• 3 min read

Introducing Dataiku’s DSS on Microsoft Azure HDInsight to make data science easier

This post introduces Dataiku's Data Science Studio on Azure HDInsight to make data science easier.

We are pleased to announce the expansion of HDInsight Application Platform to include Dataiku.

Azure HDInsight is the industry leading fully-managed cloud Apache Hadoop & Spark offering which allows customers to do reliable open source analytics with an industry-leading SLA. Dataiku develops Data Science Studio (DSS), a collaborative data science platform that enables companies to build and deliver their analytical solutions more efficiently.

This combined offering of DSS on HDInsight enables customers to easily use data science to build big data solutions and run them at enterprise grade and scale.

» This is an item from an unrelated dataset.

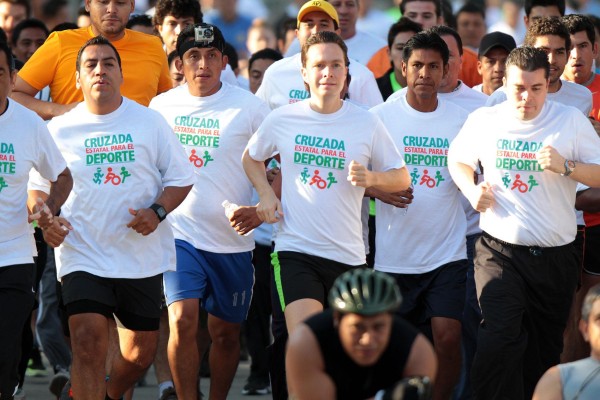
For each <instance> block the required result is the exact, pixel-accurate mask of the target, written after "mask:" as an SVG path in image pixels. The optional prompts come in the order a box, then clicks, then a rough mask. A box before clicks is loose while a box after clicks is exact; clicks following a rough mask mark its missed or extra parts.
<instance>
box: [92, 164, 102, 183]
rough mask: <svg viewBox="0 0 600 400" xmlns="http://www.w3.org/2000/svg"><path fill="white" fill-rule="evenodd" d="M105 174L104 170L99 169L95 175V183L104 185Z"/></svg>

Microsoft Azure HDInsight – Reliable Open Source Analytics at Enterprise grade & scale

HDInsight is the only fully-managed cloud Hadoop offering that provides optimized open source analytical clusters for Spark, Hive, Interactive Hive, MapReduce, HBase, Storm, Kafka, and R Server backed by a 99.9% SLA. Each of these big data technologies are easily deployable as managed clusters with enterprise-level security and monitoring.

The ecosystem of applications in Big data has grown with the goal of making it easier for customers to solve their big data and analytical problems faster. Today, customers often find it challenging to discover these productivity applications and then in turn struggle to install and configure these apps.

To address this gap, the HDInsight Application Platform provides an experience unique to HDInsight where Independent Software Vendors (ISV’s) can directly offer their applications to customers – and customers can easily discover, install and use these applications built for the Big data ecosystem.
As part of this integration, Dataiku is bringing DSS to make collaborative data science much easier.

Dataiku Data Science Studio (DSS) – Prototype, deploy and run at scale

Dataiku provides Data Science Studio, the collaborative data science platform that enables professionals (data scientists, data engineers etc.) to collaborate on building analytical solutions. DSS has an easy to use team-based interface for data scientists and beginner analysts. A user can use DSS to implement a complete analytical solution – which could range from data ingestion (all data types, sizes, format etc.), data preparation, data processing, training and applying machine learning models, visualization and operationalizing the solution.

A user can use DSS to implement a complete analytical solution – which could range from data ingestion (all data types, sizes, format etc.), data preparation, data processing, training and applying machine learning models, visualization and operationalizing the solution.

DSS on HDInsight – Data science at enterprise grade & scale

A customer can install DSS on HDInsight using Hadoop or Spark clusters. They can install DSS on existing clusters which are running, or while creating new clusters. DSS 4.0 also added support for using Azure Blob Storage as a connector for reading data from.

When a user installs DSS on HDInsight, the user can make use of the benefits of Hadoop or Spark on HDInsight. Users can utilize DSS to build projects; the projects can generate MapReduce or Spark jobs, which makes DSS a great compliment to your HDInsight cluster. These jobs are executed as regular MapReduce or Spark jobs, and hence they get all the benefits of running these jobs on an enterprise grade platform. Since these jobs are running on HDInsight, customers can scale the cluster on demand, which allows a customer to run DSS at scale on HDInsight.

Getting started with DSS on HDInsight

Let us show a quick walkthrough of installing and getting started with DSS on HDInsight: The following screen shot shows a Spark cluster in the Microsoft Azure portal. A user can click the Applications tile to see the list of applications installed.

HDI Application

A user can select DSS, agree to the terms of agreement and install DSS. This is the simplicity associated with a one-click deployment experience. After the user has selected DSS, DSS is installed on the edge node, which is part of the cluster.

After DSS is installed, a customer can launch DSS using the “WEBPAGE” link. (This is the link to the DSS product.) A user must first authenticate with the cluster user credentials and then they can login with their DSS credentials

Launch DSS

The following screenshot shows what a typical data science project’s landing page would look like in DSS. This shows both the summary of the project, as well as the timeline of the changes made to the project.

DSS Project

Resources

Following are some resource on learning more on this integration along with tutorials and videos.

Summary

We are pleased to announce the expansion of HDInsight Application Platform to include Dataiku’s Data Science Studio. By deploying DSS on HDInsight, customers can easily build analytical solutions and run them at enterprise grade and scale.